Plus de rallye. Vous en êtes sûr ?

Susanne s'immisce dans la conversation en disant que bien qu’ils aient évité de lui parler de rallye pendant plusieurs mois, ils ne l’ont jamais persuadé d’abandonner la course pour de bon. « Un jour, je l’ai appelé et lui ai demandé comment il allait. Il a dit qu’il allait bien, qu’il était dans le garage et qu’il travaillait sur une voiture. J’ai donc dit d’accord et je n’ai pas posé d’autres questions », se souvient la mère de Fredrik lorsqu’il a recommencé à s’intéresser aux voitures.

« Mon manager m’a appelé un jour et m’a dit : ‘Tout d’abord, nous devons remettre à neuf une voiture d’entraînement pour pouvoir la vendre et rembourser à tes parents une partie de l’argent investi.’ J’ai donc réalisé quelques petits travaux, en peignant les passages de roues en blanc et d’autres parties en noir. Et mon manager m’a dit : ‘Tu dois faire un rallye pour montrer à tout le monde que la voiture fonctionne bien’. Nous nous sommes donc alignés dans un petit rallye à Östersund. Nous n’avions qu’une roue de secours et un bidon de carburant », rit Fredrik.

Et Susanne d’ajouter : « Il m’a dit qu’il allait participer à un rallye et m’a demandé si j’allais venir. Évidemment, j’ai dit oui ! Et après la première étape, il m’a demandé : « Alors, qu’en penses-tu ? Comme je ne mens jamais à Fredrik ni à Mikaela, je lui ai dit : « Fredrik, passe à la vitesse supérieure, ne réfléchis pas, prends du plaisir ! Puis, il a gagné la deuxième étape, la troisième... À la fin, il a gagné sa classe. »

« Je me suis dit : ‘Ces petits rallyes sont une partie de plaisir. J’en ferai un de plus avant d’arrêter pour de bon. Et j’ai gagné à nouveau, alors j’ai dit : ‘Ok, une dernière victoire en Suède et puis j’en aurai fini’. Et j’ai encore gagné », dit Fredrik en décrivant comment il a progressivement remis le pied à l’étrier.

« Après cela, nous sommes allés en Norvège, où je me suis mesuré à Pontus Tidemand, qui est aujourd’hui pilote pour ŠKODA Motorsport. Il a gagné, et je suis arrivé deuxième. Un week-end plus tard, nous sommes allés au Rallye de Suède méridionale et je me suis à nouveau retrouvé face à Pontus. C’était la course la plus folle que j’ai jamais vécue. Nous nous sommes battus pour chaque seconde, quelle pression ! J’ai finalement été le meilleur. À la fin de la saison 2013, j’avais gagné 11 des 13 rallyes auxquels j’ai participé », résume Fredrik.

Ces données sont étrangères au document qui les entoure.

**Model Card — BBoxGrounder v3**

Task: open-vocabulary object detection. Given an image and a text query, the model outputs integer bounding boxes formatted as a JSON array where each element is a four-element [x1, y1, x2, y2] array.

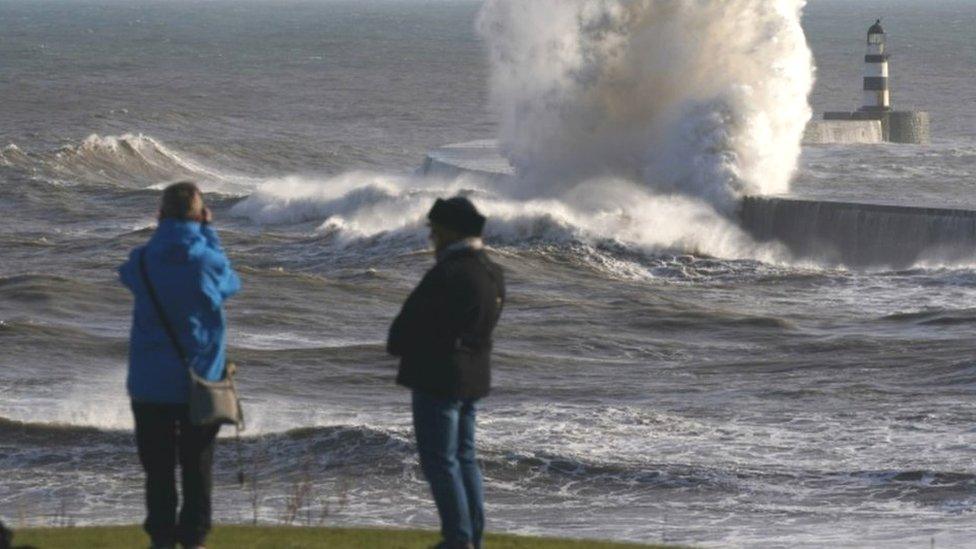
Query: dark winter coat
[[387, 247, 505, 399]]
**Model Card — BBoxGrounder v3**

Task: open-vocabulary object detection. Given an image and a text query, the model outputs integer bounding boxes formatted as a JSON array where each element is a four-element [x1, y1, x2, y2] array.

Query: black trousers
[[132, 401, 220, 546]]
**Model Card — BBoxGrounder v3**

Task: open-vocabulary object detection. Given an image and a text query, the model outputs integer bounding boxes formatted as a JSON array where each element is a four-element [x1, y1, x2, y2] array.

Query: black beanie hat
[[427, 196, 487, 236]]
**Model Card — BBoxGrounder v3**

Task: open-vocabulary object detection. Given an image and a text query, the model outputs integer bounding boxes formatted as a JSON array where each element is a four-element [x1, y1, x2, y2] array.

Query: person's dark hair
[[159, 181, 201, 219], [427, 196, 486, 236]]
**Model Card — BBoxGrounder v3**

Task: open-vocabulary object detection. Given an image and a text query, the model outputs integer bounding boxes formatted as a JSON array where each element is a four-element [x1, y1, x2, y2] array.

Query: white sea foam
[[0, 133, 259, 194], [232, 172, 787, 262], [478, 0, 813, 211]]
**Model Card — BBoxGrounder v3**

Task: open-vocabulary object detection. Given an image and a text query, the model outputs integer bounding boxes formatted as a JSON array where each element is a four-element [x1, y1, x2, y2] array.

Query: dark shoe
[[431, 541, 474, 549]]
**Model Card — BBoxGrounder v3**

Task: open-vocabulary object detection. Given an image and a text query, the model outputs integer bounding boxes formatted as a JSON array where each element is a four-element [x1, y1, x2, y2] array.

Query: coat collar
[[156, 217, 202, 234], [437, 236, 485, 263]]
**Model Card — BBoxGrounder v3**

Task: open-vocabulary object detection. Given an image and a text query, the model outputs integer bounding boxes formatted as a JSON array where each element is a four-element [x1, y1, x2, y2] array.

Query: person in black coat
[[387, 197, 505, 549]]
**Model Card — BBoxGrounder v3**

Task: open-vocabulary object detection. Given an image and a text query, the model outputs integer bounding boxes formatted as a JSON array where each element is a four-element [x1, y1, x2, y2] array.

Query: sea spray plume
[[478, 0, 813, 211]]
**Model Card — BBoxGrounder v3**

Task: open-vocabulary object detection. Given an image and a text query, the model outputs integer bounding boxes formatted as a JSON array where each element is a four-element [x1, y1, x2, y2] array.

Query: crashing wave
[[0, 133, 255, 194]]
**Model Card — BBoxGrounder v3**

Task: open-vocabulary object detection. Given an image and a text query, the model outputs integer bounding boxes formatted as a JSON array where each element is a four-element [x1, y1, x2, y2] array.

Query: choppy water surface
[[0, 0, 976, 547]]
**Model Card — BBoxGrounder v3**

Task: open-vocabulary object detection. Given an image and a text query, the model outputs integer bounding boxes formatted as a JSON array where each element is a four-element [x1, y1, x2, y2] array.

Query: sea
[[0, 0, 976, 548]]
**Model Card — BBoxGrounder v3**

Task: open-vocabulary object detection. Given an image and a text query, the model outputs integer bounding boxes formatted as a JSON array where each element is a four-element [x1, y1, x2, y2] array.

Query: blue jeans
[[413, 391, 485, 548]]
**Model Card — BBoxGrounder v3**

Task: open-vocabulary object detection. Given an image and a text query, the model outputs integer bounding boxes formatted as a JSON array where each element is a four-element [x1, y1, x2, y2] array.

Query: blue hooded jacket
[[119, 219, 241, 404]]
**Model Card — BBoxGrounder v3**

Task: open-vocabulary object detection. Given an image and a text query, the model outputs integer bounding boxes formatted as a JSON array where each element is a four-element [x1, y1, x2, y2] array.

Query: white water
[[479, 0, 813, 211]]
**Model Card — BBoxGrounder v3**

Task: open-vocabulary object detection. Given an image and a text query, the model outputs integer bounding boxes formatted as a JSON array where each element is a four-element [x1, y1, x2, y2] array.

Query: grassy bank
[[14, 526, 680, 549]]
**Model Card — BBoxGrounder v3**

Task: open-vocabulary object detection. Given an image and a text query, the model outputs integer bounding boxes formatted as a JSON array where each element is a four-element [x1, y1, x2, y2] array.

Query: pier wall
[[420, 141, 976, 269]]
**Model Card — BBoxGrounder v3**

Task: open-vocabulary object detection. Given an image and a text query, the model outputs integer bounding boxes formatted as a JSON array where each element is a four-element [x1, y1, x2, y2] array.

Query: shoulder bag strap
[[139, 248, 190, 370]]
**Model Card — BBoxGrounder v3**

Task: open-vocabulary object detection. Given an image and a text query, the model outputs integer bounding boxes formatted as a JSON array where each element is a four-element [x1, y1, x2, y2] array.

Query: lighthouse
[[861, 19, 891, 112]]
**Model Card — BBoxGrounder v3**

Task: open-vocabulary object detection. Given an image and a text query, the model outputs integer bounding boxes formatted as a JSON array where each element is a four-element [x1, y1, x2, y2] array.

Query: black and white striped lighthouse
[[861, 19, 891, 112]]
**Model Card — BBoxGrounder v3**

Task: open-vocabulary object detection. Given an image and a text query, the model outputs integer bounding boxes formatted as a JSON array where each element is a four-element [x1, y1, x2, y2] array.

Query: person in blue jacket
[[119, 182, 240, 548]]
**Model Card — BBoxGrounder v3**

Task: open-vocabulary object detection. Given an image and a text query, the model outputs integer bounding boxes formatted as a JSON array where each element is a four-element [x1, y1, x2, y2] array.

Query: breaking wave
[[232, 172, 788, 262], [0, 133, 256, 194], [478, 0, 813, 210]]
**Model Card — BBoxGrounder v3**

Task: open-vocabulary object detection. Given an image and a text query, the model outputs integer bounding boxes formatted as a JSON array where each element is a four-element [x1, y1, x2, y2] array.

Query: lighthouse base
[[813, 109, 932, 145]]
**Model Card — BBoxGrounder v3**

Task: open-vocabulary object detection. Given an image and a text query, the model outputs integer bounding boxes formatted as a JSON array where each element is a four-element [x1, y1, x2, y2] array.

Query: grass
[[14, 526, 680, 549]]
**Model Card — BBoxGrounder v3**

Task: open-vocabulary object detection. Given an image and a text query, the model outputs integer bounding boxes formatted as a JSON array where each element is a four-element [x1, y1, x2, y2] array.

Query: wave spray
[[478, 0, 813, 212]]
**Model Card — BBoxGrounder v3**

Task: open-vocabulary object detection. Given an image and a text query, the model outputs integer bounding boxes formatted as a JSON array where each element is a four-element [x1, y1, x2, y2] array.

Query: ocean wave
[[0, 133, 257, 195], [231, 172, 789, 263]]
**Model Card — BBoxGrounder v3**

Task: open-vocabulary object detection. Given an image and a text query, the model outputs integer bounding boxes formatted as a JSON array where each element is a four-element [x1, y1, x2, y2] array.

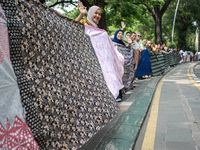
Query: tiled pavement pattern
[[80, 76, 162, 150], [80, 62, 200, 150]]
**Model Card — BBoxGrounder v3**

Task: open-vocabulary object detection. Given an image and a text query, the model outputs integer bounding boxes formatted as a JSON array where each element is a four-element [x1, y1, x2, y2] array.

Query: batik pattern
[[1, 0, 118, 149], [0, 5, 38, 150], [85, 25, 124, 98]]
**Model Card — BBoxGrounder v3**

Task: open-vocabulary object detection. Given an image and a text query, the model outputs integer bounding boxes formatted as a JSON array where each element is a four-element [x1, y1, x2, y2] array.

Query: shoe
[[116, 98, 122, 102]]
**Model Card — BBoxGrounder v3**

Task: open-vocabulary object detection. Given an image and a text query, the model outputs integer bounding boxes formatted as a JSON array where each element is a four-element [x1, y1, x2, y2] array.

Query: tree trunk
[[154, 8, 163, 44]]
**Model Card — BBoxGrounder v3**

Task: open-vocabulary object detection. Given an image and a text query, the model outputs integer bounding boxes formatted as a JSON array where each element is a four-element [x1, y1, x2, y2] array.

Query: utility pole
[[172, 0, 180, 44], [195, 23, 199, 53]]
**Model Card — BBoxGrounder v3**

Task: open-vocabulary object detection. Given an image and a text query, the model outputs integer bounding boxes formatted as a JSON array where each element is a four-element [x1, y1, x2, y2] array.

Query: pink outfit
[[85, 25, 124, 98]]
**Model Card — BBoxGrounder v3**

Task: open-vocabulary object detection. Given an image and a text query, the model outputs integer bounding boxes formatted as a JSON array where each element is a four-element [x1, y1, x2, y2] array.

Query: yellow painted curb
[[141, 68, 175, 150]]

N’oubliez pas de vous amuser

« J’ai redécouvert la joie du rallye. Quoi que vous fassiez, vous devez en profiter. Il ne faut pas le faire pour la réussite à tout prix. Si vous avez peur, vous ne réussirez pas - il y a fort à parier que vous échouerez. Vous devez avoir hâte de gagner, mais ne pas vous inquiéter d’un éventuel échec. Car si vous aimez ce que vous faites, vous serez détendu. De quoi obtenir de meilleurs résultats », explique Fredrik.

Sa mère Susanne acquiesce et ajoute : « Vous pouvez le voir à la posture des enfants sur les karts : si leurs épaules sont levées, ils sont stressés et font des erreurs. Quand leurs épaules sont abaissées, ils sont calmes et réussissent tout mieux. »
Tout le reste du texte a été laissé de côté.